Funds Sold Only on Web Proliferate
June 21, 1999
Boston may be the birthplace of the traditional mutual fund, but Silicon Valley is quickly becoming known for a different kind of fund.
X.com Funds of Palo Alto, Calif. is creating three funds - two index funds and a money market fund - that will be both sold and serviced exclusively through the Web, according to a June SEC filing.
X.com will not be the first company to introduce such funds. But, it is the latest to do so and its plans may indicate that so-called electronic mutual fund shares, shares which require investors to receive all mailings electronically in return for lower fees, are marketable products and not just novel ideas. And these products are being developed in Silicon Valley, thousands of miles away from the traditional East Coast centers of mutual fund activity in Boston and New York.
The first to introduce such a product, E*Trade, also of Palo Alto, brought out its S&P 500 index fund in February. It now has $23 million under management. E*Trade currently has in registration with the SEC three more such funds. Another Internet company, MetaMarkets.com of Menlo Park, Calif., filed with the SEC in May to create its own actively-managed fund that is also sold and serviced exclusively over the Internet.
X.com is following E*Trade's lead and creating an S&P 500 index fund and is even using the same sub-adviser, Barclay's Global Fund Advisor of San Francisco. But it is also creating a bond index and a money market fund. X.com has also set up a money manager, X.com Asset Management of Palo Alto.
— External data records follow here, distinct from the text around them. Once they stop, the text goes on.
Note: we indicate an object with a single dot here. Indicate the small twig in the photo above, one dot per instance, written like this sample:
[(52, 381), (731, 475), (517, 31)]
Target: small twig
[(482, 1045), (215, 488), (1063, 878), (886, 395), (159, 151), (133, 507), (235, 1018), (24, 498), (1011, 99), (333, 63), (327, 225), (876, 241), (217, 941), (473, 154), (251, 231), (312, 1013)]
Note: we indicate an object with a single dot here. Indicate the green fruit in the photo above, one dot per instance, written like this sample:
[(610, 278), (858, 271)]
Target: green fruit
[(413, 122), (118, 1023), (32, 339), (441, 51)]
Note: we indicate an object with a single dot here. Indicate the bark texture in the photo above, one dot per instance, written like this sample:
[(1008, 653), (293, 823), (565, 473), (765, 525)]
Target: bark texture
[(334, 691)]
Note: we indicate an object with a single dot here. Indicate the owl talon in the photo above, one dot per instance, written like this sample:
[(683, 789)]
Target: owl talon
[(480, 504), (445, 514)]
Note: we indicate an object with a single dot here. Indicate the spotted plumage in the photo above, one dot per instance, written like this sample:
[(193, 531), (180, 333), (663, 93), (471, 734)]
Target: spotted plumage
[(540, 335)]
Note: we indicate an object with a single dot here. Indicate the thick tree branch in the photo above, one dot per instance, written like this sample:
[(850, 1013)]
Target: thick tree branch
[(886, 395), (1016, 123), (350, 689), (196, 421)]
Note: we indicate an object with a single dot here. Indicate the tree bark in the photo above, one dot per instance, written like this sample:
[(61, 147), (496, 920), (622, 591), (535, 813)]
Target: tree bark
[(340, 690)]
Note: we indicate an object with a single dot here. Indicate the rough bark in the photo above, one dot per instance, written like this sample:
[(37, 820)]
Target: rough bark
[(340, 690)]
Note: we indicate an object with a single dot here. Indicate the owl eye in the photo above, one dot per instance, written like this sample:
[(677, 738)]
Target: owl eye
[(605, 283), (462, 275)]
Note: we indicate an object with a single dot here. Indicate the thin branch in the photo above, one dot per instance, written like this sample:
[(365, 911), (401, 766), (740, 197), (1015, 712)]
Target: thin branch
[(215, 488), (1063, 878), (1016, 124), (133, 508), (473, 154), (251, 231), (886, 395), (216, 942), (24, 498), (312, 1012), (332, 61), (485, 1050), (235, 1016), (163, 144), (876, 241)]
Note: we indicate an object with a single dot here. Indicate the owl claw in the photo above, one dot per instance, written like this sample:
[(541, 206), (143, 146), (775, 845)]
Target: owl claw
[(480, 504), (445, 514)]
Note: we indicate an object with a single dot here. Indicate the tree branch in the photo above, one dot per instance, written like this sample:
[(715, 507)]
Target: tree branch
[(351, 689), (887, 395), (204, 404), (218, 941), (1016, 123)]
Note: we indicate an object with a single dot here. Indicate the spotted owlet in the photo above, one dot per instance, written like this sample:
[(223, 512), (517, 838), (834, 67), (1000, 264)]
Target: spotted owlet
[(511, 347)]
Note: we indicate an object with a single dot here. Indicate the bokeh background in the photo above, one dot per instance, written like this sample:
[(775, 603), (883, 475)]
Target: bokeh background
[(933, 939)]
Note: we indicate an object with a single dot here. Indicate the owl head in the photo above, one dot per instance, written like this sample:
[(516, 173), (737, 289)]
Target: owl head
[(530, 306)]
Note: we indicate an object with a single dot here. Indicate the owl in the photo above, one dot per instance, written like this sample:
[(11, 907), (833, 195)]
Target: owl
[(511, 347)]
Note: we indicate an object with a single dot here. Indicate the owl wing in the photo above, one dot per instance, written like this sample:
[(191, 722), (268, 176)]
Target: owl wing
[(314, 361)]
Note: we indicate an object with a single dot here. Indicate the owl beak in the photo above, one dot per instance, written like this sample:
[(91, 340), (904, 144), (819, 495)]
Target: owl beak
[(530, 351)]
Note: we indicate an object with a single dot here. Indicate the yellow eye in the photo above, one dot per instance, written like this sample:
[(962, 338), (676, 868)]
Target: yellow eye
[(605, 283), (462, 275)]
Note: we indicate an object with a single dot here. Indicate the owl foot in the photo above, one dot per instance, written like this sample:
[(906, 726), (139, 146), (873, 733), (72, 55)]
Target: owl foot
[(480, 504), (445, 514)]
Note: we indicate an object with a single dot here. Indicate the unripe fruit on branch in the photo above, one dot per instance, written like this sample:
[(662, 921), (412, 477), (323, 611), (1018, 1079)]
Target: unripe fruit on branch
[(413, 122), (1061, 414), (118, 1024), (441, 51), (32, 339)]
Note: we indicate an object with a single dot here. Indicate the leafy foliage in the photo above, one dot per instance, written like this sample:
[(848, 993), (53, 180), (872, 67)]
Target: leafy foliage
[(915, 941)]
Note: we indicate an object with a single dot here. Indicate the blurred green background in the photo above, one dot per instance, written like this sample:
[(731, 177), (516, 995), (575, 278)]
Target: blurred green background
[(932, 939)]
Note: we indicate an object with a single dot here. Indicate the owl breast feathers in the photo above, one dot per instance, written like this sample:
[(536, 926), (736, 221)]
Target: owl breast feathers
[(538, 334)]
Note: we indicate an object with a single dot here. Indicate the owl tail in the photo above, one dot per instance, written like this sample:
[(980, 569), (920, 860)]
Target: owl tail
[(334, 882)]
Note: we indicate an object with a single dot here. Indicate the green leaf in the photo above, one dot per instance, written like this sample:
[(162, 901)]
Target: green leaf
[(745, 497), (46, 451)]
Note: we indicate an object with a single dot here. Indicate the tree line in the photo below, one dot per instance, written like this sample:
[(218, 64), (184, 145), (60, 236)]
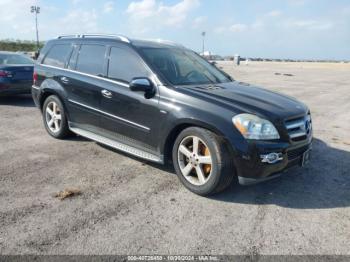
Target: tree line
[(19, 45)]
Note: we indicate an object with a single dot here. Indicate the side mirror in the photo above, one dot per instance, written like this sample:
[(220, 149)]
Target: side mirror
[(141, 85)]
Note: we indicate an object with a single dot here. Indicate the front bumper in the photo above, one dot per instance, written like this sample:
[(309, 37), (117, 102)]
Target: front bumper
[(251, 168)]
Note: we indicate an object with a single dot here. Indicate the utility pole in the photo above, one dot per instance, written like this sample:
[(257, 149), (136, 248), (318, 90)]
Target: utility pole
[(36, 11), (203, 47)]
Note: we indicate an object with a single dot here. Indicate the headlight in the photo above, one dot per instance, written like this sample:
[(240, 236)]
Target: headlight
[(254, 127)]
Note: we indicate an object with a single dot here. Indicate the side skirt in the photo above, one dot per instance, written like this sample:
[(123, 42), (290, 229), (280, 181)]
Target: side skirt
[(117, 145)]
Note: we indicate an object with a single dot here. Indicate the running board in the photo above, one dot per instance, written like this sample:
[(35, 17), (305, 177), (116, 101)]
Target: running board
[(117, 145)]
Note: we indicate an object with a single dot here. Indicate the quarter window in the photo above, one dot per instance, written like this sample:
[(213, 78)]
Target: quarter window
[(58, 55), (91, 59), (124, 65)]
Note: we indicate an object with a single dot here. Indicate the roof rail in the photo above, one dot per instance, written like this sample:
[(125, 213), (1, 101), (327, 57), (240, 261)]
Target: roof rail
[(120, 37), (163, 41), (68, 36)]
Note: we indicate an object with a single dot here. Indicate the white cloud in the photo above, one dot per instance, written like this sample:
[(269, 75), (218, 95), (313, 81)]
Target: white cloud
[(76, 2), (77, 21), (274, 13), (15, 18), (310, 24), (234, 28), (238, 28), (108, 7), (199, 21), (151, 14)]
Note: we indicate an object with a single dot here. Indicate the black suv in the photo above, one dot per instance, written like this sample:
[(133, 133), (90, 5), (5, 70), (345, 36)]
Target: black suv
[(162, 102)]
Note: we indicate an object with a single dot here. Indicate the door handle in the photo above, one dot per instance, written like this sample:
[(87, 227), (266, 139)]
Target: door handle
[(106, 93), (64, 80)]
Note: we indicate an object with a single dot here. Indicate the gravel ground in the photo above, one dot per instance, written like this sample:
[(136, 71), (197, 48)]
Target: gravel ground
[(128, 206)]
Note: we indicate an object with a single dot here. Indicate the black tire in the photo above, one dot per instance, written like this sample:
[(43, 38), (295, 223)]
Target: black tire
[(222, 169), (63, 130)]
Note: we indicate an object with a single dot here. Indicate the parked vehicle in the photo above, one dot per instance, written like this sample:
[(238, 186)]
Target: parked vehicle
[(160, 101), (16, 73)]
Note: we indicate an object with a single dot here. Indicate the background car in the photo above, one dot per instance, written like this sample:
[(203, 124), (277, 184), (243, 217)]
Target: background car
[(16, 73)]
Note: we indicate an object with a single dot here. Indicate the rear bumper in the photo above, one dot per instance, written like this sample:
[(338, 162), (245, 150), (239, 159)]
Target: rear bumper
[(36, 93), (15, 87), (251, 168)]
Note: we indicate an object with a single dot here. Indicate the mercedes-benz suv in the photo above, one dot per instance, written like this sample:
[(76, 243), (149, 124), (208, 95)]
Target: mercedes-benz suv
[(163, 102)]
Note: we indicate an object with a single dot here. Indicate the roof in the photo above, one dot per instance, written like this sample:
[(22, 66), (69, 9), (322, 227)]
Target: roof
[(152, 43), (8, 53)]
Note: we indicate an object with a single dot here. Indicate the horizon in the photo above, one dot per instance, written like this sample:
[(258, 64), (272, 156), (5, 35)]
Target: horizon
[(289, 29)]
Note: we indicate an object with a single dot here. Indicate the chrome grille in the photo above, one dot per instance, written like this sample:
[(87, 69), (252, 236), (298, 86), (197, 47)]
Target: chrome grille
[(299, 128)]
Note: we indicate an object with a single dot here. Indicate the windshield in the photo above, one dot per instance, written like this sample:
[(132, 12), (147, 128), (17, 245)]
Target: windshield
[(14, 59), (183, 67)]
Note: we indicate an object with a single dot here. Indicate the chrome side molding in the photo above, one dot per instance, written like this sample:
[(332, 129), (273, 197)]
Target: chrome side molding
[(117, 145)]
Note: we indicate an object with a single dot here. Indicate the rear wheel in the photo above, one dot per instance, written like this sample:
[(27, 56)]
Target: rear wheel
[(54, 117), (202, 161)]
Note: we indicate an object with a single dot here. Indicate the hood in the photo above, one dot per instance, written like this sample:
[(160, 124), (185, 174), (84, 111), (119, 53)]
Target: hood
[(241, 97)]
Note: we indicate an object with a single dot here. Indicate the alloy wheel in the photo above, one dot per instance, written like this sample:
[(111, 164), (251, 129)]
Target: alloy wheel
[(53, 117), (195, 160)]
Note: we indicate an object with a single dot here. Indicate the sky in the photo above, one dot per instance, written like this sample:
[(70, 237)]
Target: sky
[(296, 29)]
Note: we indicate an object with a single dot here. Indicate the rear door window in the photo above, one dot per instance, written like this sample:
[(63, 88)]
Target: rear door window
[(91, 59), (58, 55), (124, 65)]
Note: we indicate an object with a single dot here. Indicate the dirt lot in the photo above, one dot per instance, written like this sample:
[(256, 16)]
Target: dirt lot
[(129, 207)]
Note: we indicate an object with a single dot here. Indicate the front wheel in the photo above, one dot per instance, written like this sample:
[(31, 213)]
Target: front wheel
[(202, 161), (54, 117)]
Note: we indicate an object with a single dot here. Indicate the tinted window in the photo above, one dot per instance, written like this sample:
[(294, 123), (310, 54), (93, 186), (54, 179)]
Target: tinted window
[(13, 59), (124, 65), (58, 55), (91, 59), (183, 67)]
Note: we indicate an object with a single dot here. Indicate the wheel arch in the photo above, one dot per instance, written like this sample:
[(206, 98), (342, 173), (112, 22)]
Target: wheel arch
[(179, 127)]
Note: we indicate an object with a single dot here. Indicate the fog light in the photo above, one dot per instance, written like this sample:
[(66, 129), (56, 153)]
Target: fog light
[(271, 158)]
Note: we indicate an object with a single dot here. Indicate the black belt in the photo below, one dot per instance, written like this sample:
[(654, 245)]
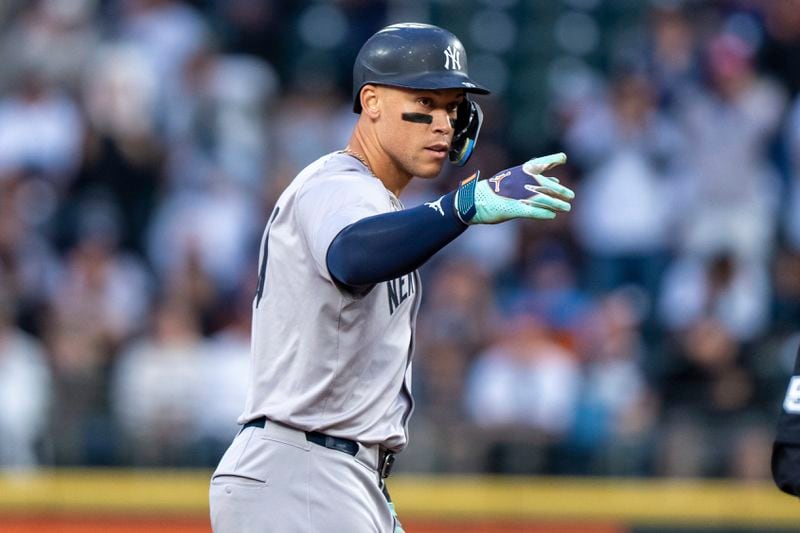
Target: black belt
[(350, 447)]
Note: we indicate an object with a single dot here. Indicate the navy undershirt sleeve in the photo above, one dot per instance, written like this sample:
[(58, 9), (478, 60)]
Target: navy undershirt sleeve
[(390, 245)]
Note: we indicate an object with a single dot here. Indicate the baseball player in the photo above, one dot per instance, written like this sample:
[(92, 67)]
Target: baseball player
[(786, 448), (329, 395)]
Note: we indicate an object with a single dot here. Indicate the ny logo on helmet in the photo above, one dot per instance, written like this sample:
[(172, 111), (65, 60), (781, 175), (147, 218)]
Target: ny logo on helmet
[(452, 58)]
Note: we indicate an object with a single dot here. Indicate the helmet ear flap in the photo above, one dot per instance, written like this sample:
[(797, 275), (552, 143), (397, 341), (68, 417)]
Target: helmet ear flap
[(467, 127)]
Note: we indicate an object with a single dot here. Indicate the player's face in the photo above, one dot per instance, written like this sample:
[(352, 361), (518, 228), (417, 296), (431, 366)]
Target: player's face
[(418, 147)]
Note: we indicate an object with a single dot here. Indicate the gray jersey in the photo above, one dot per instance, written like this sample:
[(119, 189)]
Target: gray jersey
[(323, 360)]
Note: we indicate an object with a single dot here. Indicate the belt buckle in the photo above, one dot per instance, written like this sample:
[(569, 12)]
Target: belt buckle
[(386, 465)]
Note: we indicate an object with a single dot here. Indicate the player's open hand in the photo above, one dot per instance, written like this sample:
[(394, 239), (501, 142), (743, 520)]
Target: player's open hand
[(517, 192)]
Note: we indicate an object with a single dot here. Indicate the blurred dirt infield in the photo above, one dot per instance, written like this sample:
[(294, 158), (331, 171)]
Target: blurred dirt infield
[(176, 501), (194, 525)]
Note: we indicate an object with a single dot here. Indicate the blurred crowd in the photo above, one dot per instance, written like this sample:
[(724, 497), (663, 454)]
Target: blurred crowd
[(648, 333)]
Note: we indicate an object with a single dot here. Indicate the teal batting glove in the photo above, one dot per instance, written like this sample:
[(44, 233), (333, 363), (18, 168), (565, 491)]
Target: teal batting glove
[(517, 192)]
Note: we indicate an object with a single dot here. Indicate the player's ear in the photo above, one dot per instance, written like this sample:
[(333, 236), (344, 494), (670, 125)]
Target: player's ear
[(370, 100)]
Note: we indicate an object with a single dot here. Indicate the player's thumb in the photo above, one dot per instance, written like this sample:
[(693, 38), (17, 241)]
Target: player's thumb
[(538, 165)]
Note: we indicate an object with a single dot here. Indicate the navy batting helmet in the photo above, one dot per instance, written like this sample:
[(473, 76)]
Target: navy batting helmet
[(422, 56)]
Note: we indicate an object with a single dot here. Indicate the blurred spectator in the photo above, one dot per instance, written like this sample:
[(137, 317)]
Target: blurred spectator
[(549, 289), (217, 120), (792, 218), (54, 37), (671, 54), (707, 393), (103, 290), (625, 209), (166, 32), (39, 129), (524, 379), (616, 413), (156, 388), (459, 308), (212, 224), (223, 369), (781, 49), (729, 198), (733, 291), (29, 267), (25, 391)]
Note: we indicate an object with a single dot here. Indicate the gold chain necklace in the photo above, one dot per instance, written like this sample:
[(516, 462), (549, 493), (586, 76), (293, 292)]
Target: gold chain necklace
[(349, 151)]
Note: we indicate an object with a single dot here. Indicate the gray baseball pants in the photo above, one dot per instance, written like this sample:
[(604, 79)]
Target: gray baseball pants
[(272, 480)]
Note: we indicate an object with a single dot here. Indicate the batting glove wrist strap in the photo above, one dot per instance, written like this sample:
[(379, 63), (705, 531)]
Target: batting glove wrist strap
[(465, 198), (517, 192)]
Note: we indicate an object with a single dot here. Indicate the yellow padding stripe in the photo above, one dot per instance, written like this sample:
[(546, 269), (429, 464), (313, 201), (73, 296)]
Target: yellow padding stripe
[(688, 502), (655, 502)]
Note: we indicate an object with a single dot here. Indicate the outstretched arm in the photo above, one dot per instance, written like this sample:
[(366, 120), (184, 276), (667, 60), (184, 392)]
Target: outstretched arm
[(389, 245)]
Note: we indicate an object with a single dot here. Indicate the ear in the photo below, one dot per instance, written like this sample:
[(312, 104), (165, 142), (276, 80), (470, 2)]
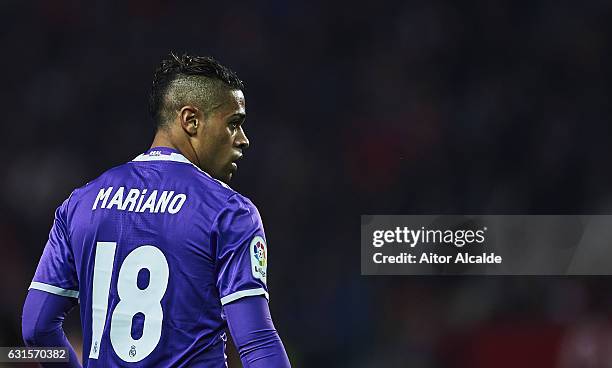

The funds will be sold through an online bank that X.com is establishing. E*Trade itself just announced plans to buy an online bank, Telebanc Financial Corp. of Arlington, Va., but E*Trade officials said they did not know how that might affect mutual fund sales.
The X.com website is now merely serving as a billboard and does not mention specific products. But the site says X.com will begin offering banking, investing, borrowing and insurance services in the fourth quarter of this year. X.com officials did not return calls seeking comment. However, the X.com site posts biographies of senior executives at the company. They include Elon Mustk, chairman and chief executive officer, who founded the Internet company Zip2 Corp. of Mountainview, Calif., in 1995. In February, he sold the company to Compaq Computer Corp. of Houston for over $300 million. Another executive, Harris Fricker, who is president and chief operating officer, most recently was senior vice president and director at Dundee Securities in Toronto, Ont. Both men worked at the Bank of Nova Scotia, according to their biographies. Fricker is listed as president of the funds in the SEC filing.